A couple of things to note about the code above:

  • We added a __init__ method where we initialize the pipeline once and for the whole lifetime of the deployment.
  • Every class decorated with @serve.deployment gets a bind method that tells Ray Serve to attach our HaystackQA class to a deployment object that we name haystack_deployment. In a moment, when we will start the server process, Ray Serve will pick up the value of this variable.
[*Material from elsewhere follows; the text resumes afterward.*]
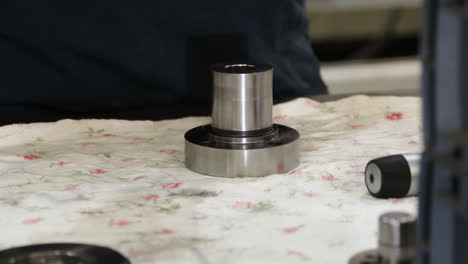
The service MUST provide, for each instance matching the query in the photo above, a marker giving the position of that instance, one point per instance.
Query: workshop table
(123, 184)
The content of the Python file capitals.py is now all we need to “serve” our deployment. Ray Serve can be run from Python directly, but for this example we’ll show how to start the process from the command line, which is closer to what we would do in a production use case. From a shell where the Python environment containing ray is active, you can just run:

serve run capitals:haystack_deployment

You should see several log lines scrolling down in the shell, and if everything went well, a final message Deployed Serve app successfully. will tell us that the deployment is ready to accept connections - we can make a query now. We will use curl but really any HTTP client will work the same. From the command line:

curl -X POST -d "What is the capital of Italy?" http://localhost:8000 

It might take a while to get a response the very first time, while Haystack downloads the model locally, but in the end you should see the response Rome.

Scale the deployment

What we did so far doesn’t look much different from putting a pipeline.run() call behind a REST API, but Ray Serve shines when it’s time to put our pipeline in production. For example, let’s say we want to scale our HaystackQA horizontally to serve multiple requests at once. All we need to do is to change the Python code like this:

@serve.deployment(num_replicas=3)  # this is the only line to change!
class HaystackQA:
    def __init__(self):
			...

We can now stop the server and restart it with the same serve run command: that’s it, we know have 3 instances of our HaystackQA deployment as you can see from the Ray control panel running at http://127.0.0.1:8265/#/actors

In case we want to adapt the number of deployments to the current traffic so we can optimize costs, Ray Serve offers autoscaling out of the box. All we need to change is again the @serve.deployment decorator like this:

@serve.deployment(
    autoscaling_config={
        "min_replicas": 1,
        "initial_replicas": 2,
        "max_replicas": 5,
        "downscale_delay_s": 30,
    }
)
class HaystackQA:
    def __init__(self):
			...

The autoscaling_config parameters are self-explanatory and the docs are very helpful in detailing the logic behind that. In this case we tell Ray Serve that we want to scale up our deployment to up to 5 deployment replicas and scale down to at least 1. We also want to start with 2 replicas and downscale if there’s no activity for 30 seconds. Once again you can observe how this works behind the scenes by starting the server and looking at the dashboard on http://127.0.0.1:8265/#/actors.

What’s next

The deployment strategy we introduced in this article is ok for many use cases ranging from trying out Haystack to demo applications and small POCs, but close readers will note the limit of scaling up and down a whole Haystack pipeline: certain nodes of a pipeline might benefit more than others of horizontal scaling and redundancy, can we do that with Ray Serve? The answer is yes, and we’ll see in an upcoming article how we can split a pipeline into multiple deployments that can be then managed by Ray Serve with different strategies.